20 Jan 2018

Naples between coffee and law

Article by Michele Sergio published in “L’Espresso Napoletano” of January 2018

Nicola Valletta the jurist who made the coffee Neapolitans fall in love

At the end of the XVIII century Naples is among the liveliest, most populous and cosmopolitan world capitals. “The Enlightenment Century” is also the birth and diffusion of coffee in Europe. The black drink is no longer an exclusivity of the Arab countries but spreads in all the countries of the old continent, including Italy, in Venice, Turin, Rome but not in Naples!

It is not immediately a thunderbolt between the coffee and the Neapolitans. It is documented that several times in the previous centuries the Arabs had tried to introduce it into our City but without success: the sons of Partenope continued to prefer Campania wine to the “wine of Arabia” that they saw and used only as a medicine.

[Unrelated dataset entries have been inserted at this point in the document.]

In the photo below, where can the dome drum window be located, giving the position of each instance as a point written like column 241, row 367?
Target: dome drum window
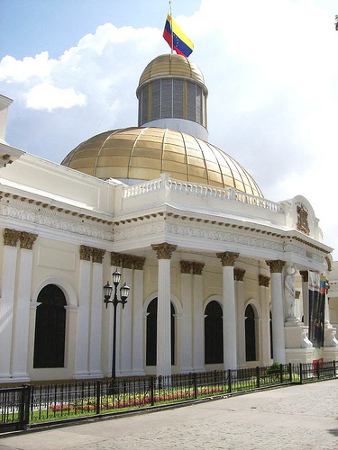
column 172, row 98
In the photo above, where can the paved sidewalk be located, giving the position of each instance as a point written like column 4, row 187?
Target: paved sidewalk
column 296, row 417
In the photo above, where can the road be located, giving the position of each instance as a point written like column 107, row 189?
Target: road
column 295, row 417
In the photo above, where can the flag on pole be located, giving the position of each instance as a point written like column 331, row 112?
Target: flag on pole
column 176, row 39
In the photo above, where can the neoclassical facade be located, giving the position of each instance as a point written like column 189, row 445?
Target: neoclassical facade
column 207, row 258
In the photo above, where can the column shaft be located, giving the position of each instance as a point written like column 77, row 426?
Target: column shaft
column 22, row 315
column 7, row 309
column 229, row 319
column 163, row 319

Who first tried to spread the black infused in his kingdom, was the Queen Maria Carolina who from 1771 proposed it during its lavish receptions to the palace of Caserta to its noble guests. Despite the actual sponsorship, however, many Neapolitans were still opposed to the consumption of the drink due to lack of scientific knowledge, to tell the truth. For a people so bound to superstition coffee was bad because black (like death!), It was a diabolic drink that took away sleep, it was the most suitable means of color and flavor for administering poisons and filters for invoices of all kinds!

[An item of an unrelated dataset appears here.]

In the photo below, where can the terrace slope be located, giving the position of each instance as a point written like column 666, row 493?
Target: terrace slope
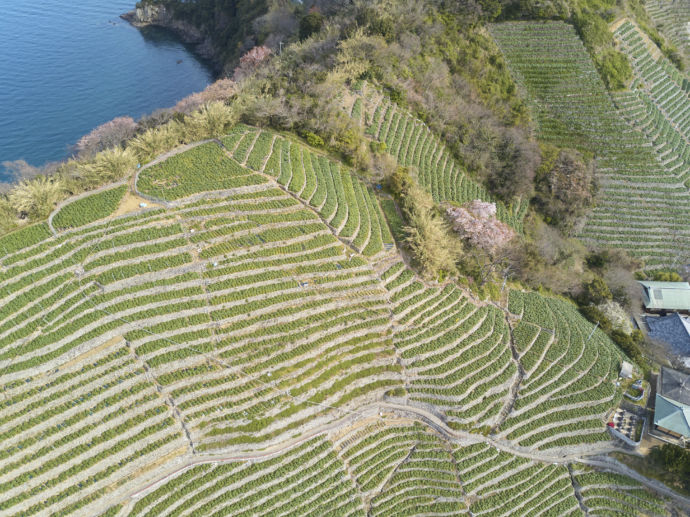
column 255, row 345
column 413, row 144
column 643, row 201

Perhaps Naples would not have become the city of coffee if in those years the great kitchen expert Vincenzo Corrado had not put his hand in it. Corrado, a sort of restaurant guru of the time, believed in the importance of coffee, not only as a healthy, tasty, exciting drink, but also as a social catalyst. With a happy intuition he understood that coffee could be a “social icebreaker”, an instrument to facilitate meetings, discussions and exchanges of ideas. He was also convinced (and rightly so) of the positive economic potential of the spread of the beverage, with the opening of a new market and the creation of investment opportunities through the so-called. coffee shops. So how did Corrado make Neapolitans fall in love with coffee?

After the sponsorship of the queen, it was necessary that of the highest authority in matters of jettatura recognized in Naples, that is to say the professor Nicola Valletta, emeritus of law, author of numerous publications, respected and influential personages. The Corrado then published in 1794 a short treatise, “The Maneuver of Chocolate and Coffee”, in which he explained the beneficial effects of infused black and dedicated this work to Valletta. The latter, almost taken aback, but certainly honored by the dedication, returned with his authoritative placet to the work of his friend Corrado (and, consequently, to coffee), which, in turn, dedicated a song entitled ” The coffee”. With such a short composition – a veritable apologetic poetry on coffee – Valletta overcame the thesis of the physician and naturalist Francesco Redi (who had previously written in a highly critical manner on the black drink), arguing that coffee is far from harmful (despite the Valletta says to drink it even three times a day without becoming blind, losing sleep, falling teeth, as the high Redi had supported), was the best of drinks, which only benefited his drinker.

If the most famous connoisseur of the law and the jettatura of Naples approved the coffee, this meant that it could not be bad and that was how the Neapolitans fell in love in a short time. Everyone began to drink it and the City was filled with beautiful cafes and peddlers, new machines for making home-made coffee (the Neapolitan cuccumella), while singers, poets and writers sang and praised them.

In short, Fatal was the meeting between the world of law and coffee because the Neapolitans finally convoluted (eternal!) With the drink that, in a short time, became the official one in the shadow of Vesuvius and made Naples the capital world coffee.